Contrairement au lendemain du premier tour des territoriales, mes collègues observèrent un temps de réserve, comme s’ils étaient tétanisés par ce qui s’était passé ou comme si le long week-end les avait rabougris.


À regarder les visages, je distinguais les collègues qui s’étaient laissé hâler par des rayons de soleil plutôt rares, ceux qui avaient dû aller haler la voiture d’un parent de Teahupoo emportée dans le lagon et ceux encore qui avaient fini par aller voter en râlant devant l’offre peu alléchante. Pensez donc. Il y avait des dirigeants bleus qui ne savaient plus quelle nuance de bleu ils proposaient, tantôt un bleu vif qui déchire, tantôt un pâle sang bleu qu’on pourrait transfuser sur la société. Il y avait des dirigeants rouge qui avaient dilué leur hémoglobine dans un jus d’orange amer, proposant donc non plus une tisane énergisante mais un cocktail déjà vu depuis quelques décennies. Enfin, il y avait un duo qui se parait de vert alors qu’il avait proposé l’an dernier plusieurs nuances de brun en soutenant tantôt Marine, tantôt Zemmour. Ceux-là n’avaient pas compris que les nuances de brun ne s’effaçaient pas.


C’est Agnès qui ouvrit le bal. Cette fois elle était toute de blanc vêtue. Je ne l’avais jamais vue ainsi, mais je la soupçonnai – puisqu’elle faisait partie des hâlées – de vouloir mettre davantage son teint en valeur que sa couleur politique. Elle semblait radieuse et expliqua ses choix vestimentaires : « avec Tamatoa, nous avons fait la paix ». Deux semaines auparavant, il l’avait cognée parce qu’elle avait « osé » voter pour les bleu. « Oui, dit-elle, Tamatoa m’a félicitée et a admis que j’avais eu raison avant tout le monde »… Nous nous sommes tous réjouis pour Agnès en nous interrogeant si la paix entre eux serait aussi durables qu’entre les courants qui irriguaient les partis politiques.

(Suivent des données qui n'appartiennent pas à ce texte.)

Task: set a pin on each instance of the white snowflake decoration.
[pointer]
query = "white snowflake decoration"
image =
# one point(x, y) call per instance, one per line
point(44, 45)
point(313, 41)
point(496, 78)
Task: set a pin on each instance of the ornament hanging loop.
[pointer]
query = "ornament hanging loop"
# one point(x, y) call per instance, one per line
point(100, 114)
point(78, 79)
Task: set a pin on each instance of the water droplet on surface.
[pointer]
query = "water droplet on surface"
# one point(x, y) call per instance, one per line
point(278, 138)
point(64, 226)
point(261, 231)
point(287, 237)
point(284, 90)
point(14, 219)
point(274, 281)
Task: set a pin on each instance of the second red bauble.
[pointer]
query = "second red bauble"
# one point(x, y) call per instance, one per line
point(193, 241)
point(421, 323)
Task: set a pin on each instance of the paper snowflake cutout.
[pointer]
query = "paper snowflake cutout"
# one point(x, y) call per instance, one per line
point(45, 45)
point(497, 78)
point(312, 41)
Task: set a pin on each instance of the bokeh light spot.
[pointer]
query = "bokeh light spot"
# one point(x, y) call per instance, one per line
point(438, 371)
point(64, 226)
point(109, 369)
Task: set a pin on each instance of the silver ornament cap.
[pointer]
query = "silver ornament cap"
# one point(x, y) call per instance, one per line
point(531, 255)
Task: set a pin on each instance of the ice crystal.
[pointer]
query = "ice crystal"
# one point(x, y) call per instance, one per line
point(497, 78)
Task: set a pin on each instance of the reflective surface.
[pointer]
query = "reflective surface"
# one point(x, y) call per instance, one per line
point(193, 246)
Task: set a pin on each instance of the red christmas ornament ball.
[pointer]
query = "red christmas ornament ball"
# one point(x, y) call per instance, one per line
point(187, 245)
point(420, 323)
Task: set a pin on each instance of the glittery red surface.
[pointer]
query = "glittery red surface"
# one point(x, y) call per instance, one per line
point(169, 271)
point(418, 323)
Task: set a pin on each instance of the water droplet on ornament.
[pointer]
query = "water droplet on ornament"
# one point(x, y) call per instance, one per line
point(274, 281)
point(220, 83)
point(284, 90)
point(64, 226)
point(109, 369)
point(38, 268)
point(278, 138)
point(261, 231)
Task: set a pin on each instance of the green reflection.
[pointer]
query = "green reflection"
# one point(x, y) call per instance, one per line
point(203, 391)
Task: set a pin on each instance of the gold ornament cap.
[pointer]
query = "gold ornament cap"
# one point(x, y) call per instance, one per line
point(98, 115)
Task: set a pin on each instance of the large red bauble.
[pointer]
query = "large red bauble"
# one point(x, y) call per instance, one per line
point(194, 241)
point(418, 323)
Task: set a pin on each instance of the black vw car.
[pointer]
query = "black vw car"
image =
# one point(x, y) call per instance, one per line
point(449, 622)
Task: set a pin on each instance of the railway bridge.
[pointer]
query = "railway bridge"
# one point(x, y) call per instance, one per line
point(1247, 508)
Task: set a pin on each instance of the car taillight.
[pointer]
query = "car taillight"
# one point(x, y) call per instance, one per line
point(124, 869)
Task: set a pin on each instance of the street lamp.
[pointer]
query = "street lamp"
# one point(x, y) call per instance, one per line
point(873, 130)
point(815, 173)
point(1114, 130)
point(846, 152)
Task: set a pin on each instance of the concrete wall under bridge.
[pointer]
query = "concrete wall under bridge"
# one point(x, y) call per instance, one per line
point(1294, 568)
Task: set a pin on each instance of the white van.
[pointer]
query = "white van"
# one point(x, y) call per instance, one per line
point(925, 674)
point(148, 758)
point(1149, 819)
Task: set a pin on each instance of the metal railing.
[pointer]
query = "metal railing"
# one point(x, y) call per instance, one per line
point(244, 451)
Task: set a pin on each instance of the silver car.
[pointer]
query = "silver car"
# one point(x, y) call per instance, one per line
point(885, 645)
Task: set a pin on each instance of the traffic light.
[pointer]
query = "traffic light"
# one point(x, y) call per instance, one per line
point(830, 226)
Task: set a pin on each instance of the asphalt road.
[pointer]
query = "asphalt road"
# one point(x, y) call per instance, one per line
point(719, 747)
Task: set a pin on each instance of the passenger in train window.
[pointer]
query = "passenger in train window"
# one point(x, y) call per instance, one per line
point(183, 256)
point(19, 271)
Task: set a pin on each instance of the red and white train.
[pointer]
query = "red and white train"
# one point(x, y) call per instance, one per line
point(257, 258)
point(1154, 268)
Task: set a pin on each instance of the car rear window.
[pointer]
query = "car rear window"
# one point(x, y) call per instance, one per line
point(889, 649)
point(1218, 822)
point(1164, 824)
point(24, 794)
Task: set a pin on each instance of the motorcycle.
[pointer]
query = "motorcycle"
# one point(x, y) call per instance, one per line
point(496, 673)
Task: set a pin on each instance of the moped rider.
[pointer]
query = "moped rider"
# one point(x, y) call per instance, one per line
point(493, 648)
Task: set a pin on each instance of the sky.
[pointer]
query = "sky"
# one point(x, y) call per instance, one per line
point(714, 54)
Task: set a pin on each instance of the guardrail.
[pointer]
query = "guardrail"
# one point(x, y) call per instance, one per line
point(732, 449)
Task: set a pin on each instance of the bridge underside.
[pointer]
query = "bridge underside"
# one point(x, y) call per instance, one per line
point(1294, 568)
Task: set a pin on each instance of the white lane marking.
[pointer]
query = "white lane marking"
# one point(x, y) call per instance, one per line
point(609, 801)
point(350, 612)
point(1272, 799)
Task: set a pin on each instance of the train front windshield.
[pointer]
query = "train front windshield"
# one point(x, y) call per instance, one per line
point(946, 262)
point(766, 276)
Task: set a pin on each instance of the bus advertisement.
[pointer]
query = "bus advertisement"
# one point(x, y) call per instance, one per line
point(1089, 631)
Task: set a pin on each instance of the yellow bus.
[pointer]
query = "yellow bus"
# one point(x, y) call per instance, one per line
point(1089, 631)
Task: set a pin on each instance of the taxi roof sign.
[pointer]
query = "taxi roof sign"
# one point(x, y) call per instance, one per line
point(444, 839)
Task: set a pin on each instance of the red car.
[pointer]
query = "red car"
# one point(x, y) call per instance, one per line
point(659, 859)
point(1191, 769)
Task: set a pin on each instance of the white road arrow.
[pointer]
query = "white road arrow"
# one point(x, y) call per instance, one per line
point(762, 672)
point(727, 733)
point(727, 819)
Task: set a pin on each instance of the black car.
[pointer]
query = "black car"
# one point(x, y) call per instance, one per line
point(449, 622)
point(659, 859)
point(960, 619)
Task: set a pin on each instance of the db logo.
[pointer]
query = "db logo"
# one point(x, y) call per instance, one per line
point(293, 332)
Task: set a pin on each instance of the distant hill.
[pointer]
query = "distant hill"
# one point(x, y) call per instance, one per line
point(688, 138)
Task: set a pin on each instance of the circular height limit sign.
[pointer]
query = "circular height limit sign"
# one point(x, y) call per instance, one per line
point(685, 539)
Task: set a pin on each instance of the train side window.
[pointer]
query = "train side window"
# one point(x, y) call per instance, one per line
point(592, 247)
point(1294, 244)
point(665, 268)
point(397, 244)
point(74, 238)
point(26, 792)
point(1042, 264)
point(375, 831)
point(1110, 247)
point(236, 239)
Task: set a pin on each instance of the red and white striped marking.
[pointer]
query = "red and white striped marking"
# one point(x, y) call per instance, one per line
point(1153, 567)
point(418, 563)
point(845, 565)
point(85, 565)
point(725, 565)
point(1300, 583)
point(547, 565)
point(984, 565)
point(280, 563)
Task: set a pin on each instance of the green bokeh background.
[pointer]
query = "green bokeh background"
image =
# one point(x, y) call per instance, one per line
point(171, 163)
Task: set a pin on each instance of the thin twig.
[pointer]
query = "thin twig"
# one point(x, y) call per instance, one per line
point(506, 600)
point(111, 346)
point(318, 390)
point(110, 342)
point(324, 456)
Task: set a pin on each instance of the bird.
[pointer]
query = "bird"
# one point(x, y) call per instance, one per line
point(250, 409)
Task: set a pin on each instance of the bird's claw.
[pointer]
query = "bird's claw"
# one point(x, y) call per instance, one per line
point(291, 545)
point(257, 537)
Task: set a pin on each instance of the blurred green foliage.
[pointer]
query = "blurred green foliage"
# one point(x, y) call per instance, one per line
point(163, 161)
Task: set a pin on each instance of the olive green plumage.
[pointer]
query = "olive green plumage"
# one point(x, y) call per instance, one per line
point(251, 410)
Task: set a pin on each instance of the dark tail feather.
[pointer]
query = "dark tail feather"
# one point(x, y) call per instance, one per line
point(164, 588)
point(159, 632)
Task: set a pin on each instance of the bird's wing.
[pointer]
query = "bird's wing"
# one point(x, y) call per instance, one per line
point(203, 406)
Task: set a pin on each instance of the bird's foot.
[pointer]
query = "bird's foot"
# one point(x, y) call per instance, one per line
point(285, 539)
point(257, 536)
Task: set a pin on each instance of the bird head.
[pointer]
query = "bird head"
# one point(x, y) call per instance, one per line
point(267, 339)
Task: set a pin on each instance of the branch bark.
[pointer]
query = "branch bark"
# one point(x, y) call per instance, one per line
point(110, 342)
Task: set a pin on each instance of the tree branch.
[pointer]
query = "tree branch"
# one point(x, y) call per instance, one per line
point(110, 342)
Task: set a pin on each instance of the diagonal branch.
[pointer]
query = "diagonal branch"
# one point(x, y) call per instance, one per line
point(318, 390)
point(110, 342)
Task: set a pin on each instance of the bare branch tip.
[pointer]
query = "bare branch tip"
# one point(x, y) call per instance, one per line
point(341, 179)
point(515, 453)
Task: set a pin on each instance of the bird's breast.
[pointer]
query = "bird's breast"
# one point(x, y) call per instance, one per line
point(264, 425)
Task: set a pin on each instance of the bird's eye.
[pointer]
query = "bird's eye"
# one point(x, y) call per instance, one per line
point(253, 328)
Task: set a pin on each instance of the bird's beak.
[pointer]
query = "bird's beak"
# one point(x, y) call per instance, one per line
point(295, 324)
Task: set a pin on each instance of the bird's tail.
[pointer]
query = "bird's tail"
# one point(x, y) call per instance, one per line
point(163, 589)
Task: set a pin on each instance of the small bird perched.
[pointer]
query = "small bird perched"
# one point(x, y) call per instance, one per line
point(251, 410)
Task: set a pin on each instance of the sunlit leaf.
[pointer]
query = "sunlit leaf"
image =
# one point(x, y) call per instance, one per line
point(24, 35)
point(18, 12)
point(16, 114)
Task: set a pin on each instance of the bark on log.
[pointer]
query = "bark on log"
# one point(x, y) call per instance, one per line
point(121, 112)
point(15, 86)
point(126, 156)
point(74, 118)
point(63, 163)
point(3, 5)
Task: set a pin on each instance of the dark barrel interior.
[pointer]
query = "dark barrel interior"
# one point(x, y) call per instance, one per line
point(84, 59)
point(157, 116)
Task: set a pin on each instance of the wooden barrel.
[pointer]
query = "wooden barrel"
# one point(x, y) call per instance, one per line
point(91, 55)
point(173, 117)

L’attaque partit de Karl : « alors chef, tu ne seras pas ministre ? ». Le chef n’avait pas dormi la nuit de dimanche à lundi et le 1er mai il avait noyé son chagrin dans autre chose que l’eau de coco. « Chef ! tu es pourtant feti’i avec un des députés ! » s’aventura Yolande qui n’avait jamais réalisé que de nos jours la compétence l’emporte sur les alliances (ou du moins le devrait). « Foutez-moi la paix et moi je vous garantirai la paie ! Au boulot, bande d’assistés ! ». Je rougis de satisfaction. Mon chef lisait donc mon blog sans savoir qui se cachait derrière Maeva (1). Je fus moins flattée qu’il me qualifiât d’assistée, mais peut-être ne me visait-il pas personnellement.


Maintenant que tout le monde est conscient des dangers que l’intelligence artificielle fait courir (l’IA que les Polynésiens connaissent bien au travers de l’expression « ia » ou « i-a » qui marque la surprise et l’incrédulité…), on ne peut que louer la clairvoyance de Maeva qui s’est limitée à l’intelligence superficielle beaucoup moins dangereuse, plus drôle aussi. Cette fois encore, l’intelligence superficielle aide Maeva à concevoir les notes et explications pour les moins doués des lecteurs, les lectrices étant naturellement douées.


Tetuanui, l’intellectuel qui avait tellement apprécié le roman du futur président (voir article précédent), lança une invective : « quel est l’imbécile du CSA qui a bloqué les émissions culturelles sur les chaînes du service publique sous prétexte de ne pas influencer les électeurs des Tuamotu ? ». Je croyais entendre Nunui, mon compagnon, qui s’était scandalisé que les émissions culturelles en question aient été coupées, du moins amputées d’un bon quart d’heure, en laissant sur l’écran un appel au respect du code électoral ! En fait d’émissions culturelles, il s’agissait de « Questions pour un Champion » sur la 3 et « Tout le monde veut prendre sa place » présenté par Laurence Boccolini! Freddy se lança dans ses habituels tentatives de ressembler à Paul Rimbaud ou Guillaume Apollinaire :

La culture

C’est comme la sépulture

Plus elle dure

Moins on en a cure

Je sais de quoi je parle

Car au cimetière d’Arles

Se dispersent les restes

De poètes modestes

Heremoana

Du Tapura

N’est plus ministre de la culture

C’était pour lui une sinécure

Même s’il a valorisé les orero

Ce n’était pas, de la culture, le héraut.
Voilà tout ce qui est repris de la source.